I remember the first time I used the v1.0 of Visual Basic. Back then, it was a program for DOS. Before it, writing programs was extremely complex and I’d never managed to make much progress beyond the most basic toy applications. But with VB, I drew a button on the screen, typed in a single line of code that I wanted to run when that button was clicked, and I had a complete application I could now run. It was such an amazing experience that I’ll never forget that feeling.
It felt like coding would never be the same again.
Writing code in Mojo, a new programming language from Modular1 is the second time in my life I’ve had that feeling. Here’s what it looks like:
Why not just use Python?
Before I explain why I’m so excited about Mojo, I first need to say a few things about Python.
Python is the language that I have used for nearly all my work over the last few years. It is a beautiful language. It has an elegant core, on which everything else is built. This approach means that Python can (and does) do absolutely anything. But it comes with a downside: performance.
A few percent here or there doesn’t matter. But Python is many thousands of times slower than languages like C++. This makes it impractical to use Python for the performance-sensitive parts of code – the inner loops where performance is critical.
However, Python has a trick up its sleeve: it can call out to code written in fast languages.

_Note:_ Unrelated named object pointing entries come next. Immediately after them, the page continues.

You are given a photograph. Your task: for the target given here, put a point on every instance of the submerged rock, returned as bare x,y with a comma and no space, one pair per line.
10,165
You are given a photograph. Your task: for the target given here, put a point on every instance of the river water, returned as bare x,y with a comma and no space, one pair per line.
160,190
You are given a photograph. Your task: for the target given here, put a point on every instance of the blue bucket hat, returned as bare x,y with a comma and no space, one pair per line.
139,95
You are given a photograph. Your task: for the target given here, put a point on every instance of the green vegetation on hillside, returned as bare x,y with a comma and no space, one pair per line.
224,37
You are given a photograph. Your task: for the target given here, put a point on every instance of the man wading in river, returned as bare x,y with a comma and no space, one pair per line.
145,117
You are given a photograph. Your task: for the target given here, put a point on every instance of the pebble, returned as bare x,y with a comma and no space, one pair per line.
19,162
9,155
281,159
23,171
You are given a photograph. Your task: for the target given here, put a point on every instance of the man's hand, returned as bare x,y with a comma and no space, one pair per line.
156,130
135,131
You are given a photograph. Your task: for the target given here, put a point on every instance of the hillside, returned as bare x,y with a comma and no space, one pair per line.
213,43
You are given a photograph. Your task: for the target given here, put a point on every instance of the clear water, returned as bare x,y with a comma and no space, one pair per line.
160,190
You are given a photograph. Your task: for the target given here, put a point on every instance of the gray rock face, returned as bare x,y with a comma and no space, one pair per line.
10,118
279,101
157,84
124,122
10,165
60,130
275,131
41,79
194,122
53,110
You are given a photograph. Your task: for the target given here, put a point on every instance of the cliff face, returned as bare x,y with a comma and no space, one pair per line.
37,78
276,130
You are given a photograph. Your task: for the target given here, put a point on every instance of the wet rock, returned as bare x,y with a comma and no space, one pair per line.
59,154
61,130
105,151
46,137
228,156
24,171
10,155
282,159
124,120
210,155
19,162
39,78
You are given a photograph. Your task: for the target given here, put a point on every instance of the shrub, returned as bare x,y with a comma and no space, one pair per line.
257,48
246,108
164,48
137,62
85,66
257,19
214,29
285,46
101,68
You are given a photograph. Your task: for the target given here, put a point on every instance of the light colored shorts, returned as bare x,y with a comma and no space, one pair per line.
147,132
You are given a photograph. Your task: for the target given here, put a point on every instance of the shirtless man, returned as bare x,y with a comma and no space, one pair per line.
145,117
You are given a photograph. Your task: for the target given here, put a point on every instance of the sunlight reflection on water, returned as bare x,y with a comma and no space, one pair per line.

So Python programmers learn to avoid using Python for the implementation of performance-critical sections, instead using Python wrappers over C, FORTRAN, Rust, etc code. Libraries like Numpy and PyTorch provide “pythonic” interfaces to high performance code, allowing Python programmers to feel right at home, even as they’re using highly optimised numeric libraries.
Nearly all AI models today are developed in Python, thanks to the flexible and elegant programming language, fantastic tools and ecosystem, and high performance compiled libraries.
But this “two-language” approach has serious downsides. For instance, AI models often have to be converted from Python into a faster implementation, such as ONNX or torchscript. But these deployment approaches can’t support all of Python’s features, so Python programmers have to learn to use a subset of the language that matches their deployment target. It’s very hard to profile or debug the deployment version of the code, and there’s no guarantee it will even run identically to the python version.
The two-language problem gets in the way of learning. Instead of being able to step into the implementation of an algorithm while your code runs, or jump to the definition of a method of interest, instead you find yourself deep in the weeds of C libraries and binary blobs. All coders are learners (or at least, they should be) because the field constantly develops, and no-one can understand it all. So difficulties learning and problems for experienced devs just as much as it is for students starting out.
The same problem occurs when trying to debug code or find and resolve performance problems. The two-language problem means that the tools that Python programmers are familiar with no longer apply as soon as we find ourselves jumping into the backend implementation language.
There are also unavoidable performance problems, even when a faster compiled implementation language is used for a library. One major issue is the lack of “fusion” – that is, calling a bunch of compiled functions in a row leads to a lot of overhead, as data is converted to and from python formats, and the cost of switching from python to C and back repeatedly must be paid. So instead we have to write special “fused” versions of common combinations of functions (such as a linear layer followed by a rectified linear layer in a neural net), and call these fused versions from Python. This means there’s a lot more library functions to implement and remember, and you’re out of luck if you’re doing anything even slightly non-standard because there won’t be a fused version for you.
We also have to deal with the lack of effective parallel processing in Python. Nowadays we all have computers with lots of cores, but Python generally will just use one at a time. There are some clunky ways to write parallel code which uses more than one core, but they either have to work on totally separate memory (and have a lot of overhead to start up) or they have to take it in turns to access memory (the dreaded “global interpreter lock” which often makes parallel code actually slower than single-threaded code!)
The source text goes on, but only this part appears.